In [None]:
!pip install pyldavis pandas==1.5.1 ftfy cleantext wordcloud bertopic umap

In [2]:
import warnings

warnings.filterwarnings('ignore')
import pandas as pd
import numpy as np
from bs4 import BeautifulSoup
import os
import re
from wordcloud import WordCloud
import gensim
from gensim.utils import simple_preprocess
import nltk
nltk.download('stopwords')
from nltk.corpus import stopwords
import gensim.corpora as corpora

from PIL import Image
import matplotlib.pyplot as plt
import pyLDAvis
import pyLDAvis.gensim_models
from ftfy import fix_encoding
from cleantext import clean
#from bertopic import BERTopic
#from umap import UMAP
from sklearn.feature_extraction.text import CountVectorizer
from pprint import pprint
import seaborn as sns
import matplotlib.pyplot as plt
import warnings


warnings.filterwarnings('ignore')

[nltk_data] Downloading package stopwords to /usr/share/nltk_data...
[nltk_data]   Package stopwords is already up-to-date!


In [3]:
stop_words = stopwords.words('english')
addn_stopwords = ['app','really','snapchat', 'google', 'assistant','please','dark','mode','update','wrong','something',
                  'went','say','ever','android','ios','replika','chatgpt','gpt','snap','filter','also','ai', 'ass']
stop_words.extend(addn_stopwords)

In [4]:
path = "/kaggle/input/ai-companions-app-reviews/reviews.csv"
data = pd.read_csv(path)
data.drop('Unnamed: 0', axis=1, inplace=True)
data['date']  = pd.to_datetime(data['date'])

In [5]:
filtered_data = data[data['rev_length']>=10]
filtered_data['review'] = filtered_data['review'].apply(lambda x: re.sub(r'[^\w\s]', '', x))
filtered_data['review'] = filtered_data['review'].apply(lambda x: x.lower())

In [6]:
positive_revs = filtered_data[filtered_data['feedback']=='positive']
negative_revs = filtered_data[filtered_data['feedback']=='negative']

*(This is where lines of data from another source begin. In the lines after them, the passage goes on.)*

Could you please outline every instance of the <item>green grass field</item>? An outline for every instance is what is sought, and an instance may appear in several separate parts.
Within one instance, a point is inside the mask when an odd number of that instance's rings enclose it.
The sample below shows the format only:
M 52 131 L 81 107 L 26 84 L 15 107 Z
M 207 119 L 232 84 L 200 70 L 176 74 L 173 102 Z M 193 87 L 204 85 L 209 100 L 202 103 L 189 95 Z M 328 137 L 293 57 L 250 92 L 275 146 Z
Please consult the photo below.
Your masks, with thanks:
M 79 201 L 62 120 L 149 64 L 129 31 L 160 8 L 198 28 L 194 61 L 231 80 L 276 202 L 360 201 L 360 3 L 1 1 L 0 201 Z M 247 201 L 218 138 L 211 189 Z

after_21_revs = filtered_data[filtered_data['date']>'2021']
before_21_revs = filtered_data[filtered_data['date'] <= '2021']

In [7]:
all_words = ' '.join(filtered_data['review'].values)

before_21 = ' '.join(before_21_revs['review'].values)
after_21 = ' '.join(after_21_revs['review'].values)

negative = ' '.join(negative_revs['review'].values)
positive = ' '.join(positive_revs['review'].values)

In [8]:
#LDA
def sent_to_words(sentences):
    for sentence in sentences:
        yield(gensim.utils.simple_preprocess(str(sentence), deacc=True))

def remove_stopwords(texts):
    return [[word for word in simple_preprocess(str(doc))
             if word not in stop_words] for doc in texts]

In [9]:
all_words = filtered_data.review.values.tolist()
pos_words = positive_revs.review.values.tolist()
neg_words = negative_revs.review.values.tolist()
after_21_words = after_21_revs.review.values.tolist()
before_21_words = before_21_revs.review.values.tolist()


data_words = remove_stopwords(list(sent_to_words(all_words)))
pos_data_words = remove_stopwords(list(sent_to_words(pos_words)))
neg_data_words = remove_stopwords(list(sent_to_words(neg_words)))
after_21_data_words = remove_stopwords(list(sent_to_words(after_21_words)))
before_21_data_words = remove_stopwords(list(sent_to_words(before_21_words)))

In [10]:
id2_word_all = corpora.Dictionary(data_words)
texts_all = data_words
corpus_all = [id2_word_all.doc2bow(text) for text in texts_all]

id2_word_pos = corpora.Dictionary(pos_data_words)
texts_pos = pos_data_words
corpus_pos = [id2_word_pos.doc2bow(text) for text in texts_pos]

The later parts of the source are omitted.